How does Backdated Mean Absolute Deviation differ from historical Standard Deviation?

Both measures quantify dispersion in historical data. However, Standard Deviation squares the deviations from the mean, which gives disproportionately more weight to larger deviations (outliers). Backdated Mean Absolute Deviation uses absolute values, treating all deviations proportionally to their magnitude. This makes BMAD generally less sensitive to extreme values, providing a more robust measure of typical historical spread.1

Can Backdated Mean Absolute Deviation predict future performance?

No, Backdated Mean Absolute Deviation is a descriptive Statistical Measures of historical data and should not be used as a direct predictor of future performance. While it offers insights into past consistency and Market Volatility, financial markets are dynamic. Past performance, even if historically consistent, does not guarantee future results.
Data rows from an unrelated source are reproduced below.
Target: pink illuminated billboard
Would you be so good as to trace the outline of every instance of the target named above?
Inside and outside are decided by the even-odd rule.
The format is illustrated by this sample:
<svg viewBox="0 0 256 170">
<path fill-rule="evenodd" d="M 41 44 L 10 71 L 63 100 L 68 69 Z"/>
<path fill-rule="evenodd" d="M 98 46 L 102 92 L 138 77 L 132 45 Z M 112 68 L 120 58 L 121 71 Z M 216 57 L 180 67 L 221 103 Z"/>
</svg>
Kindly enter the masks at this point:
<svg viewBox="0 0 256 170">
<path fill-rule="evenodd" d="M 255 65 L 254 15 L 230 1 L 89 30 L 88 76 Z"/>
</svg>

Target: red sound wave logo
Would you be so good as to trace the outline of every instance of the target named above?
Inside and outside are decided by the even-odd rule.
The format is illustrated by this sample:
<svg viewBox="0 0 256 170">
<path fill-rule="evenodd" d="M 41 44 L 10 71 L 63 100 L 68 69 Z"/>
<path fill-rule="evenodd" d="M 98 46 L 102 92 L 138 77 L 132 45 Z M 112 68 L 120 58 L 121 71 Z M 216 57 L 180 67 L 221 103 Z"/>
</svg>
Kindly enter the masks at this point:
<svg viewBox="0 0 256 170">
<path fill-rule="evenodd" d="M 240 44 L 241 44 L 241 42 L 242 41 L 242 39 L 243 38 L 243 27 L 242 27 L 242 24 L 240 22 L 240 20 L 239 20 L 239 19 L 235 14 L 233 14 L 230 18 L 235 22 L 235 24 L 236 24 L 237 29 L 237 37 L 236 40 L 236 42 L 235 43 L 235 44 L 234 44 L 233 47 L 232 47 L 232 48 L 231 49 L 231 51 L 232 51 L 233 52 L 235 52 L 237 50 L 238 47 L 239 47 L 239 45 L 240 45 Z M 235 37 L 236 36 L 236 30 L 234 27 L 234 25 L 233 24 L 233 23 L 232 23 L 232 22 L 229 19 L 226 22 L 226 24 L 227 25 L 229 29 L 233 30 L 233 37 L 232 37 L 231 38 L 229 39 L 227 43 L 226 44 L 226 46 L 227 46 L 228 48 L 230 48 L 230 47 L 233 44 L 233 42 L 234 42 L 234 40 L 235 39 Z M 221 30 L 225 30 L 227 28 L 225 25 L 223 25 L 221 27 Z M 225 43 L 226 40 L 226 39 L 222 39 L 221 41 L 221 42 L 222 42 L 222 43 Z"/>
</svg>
Is a low Backdated Mean Absolute Deviation always desirable?

Not necessarily. While a low backdated mean absolute deviation indicates historical consistency, it depends on the context of the Investment Strategy. For instance, a strategy designed to capture large, infrequent movements might naturally have a higher BMAD. The desirability of a low BMAD must be weighed against the strategy's objectives and its ability to generate acceptable Expected Return.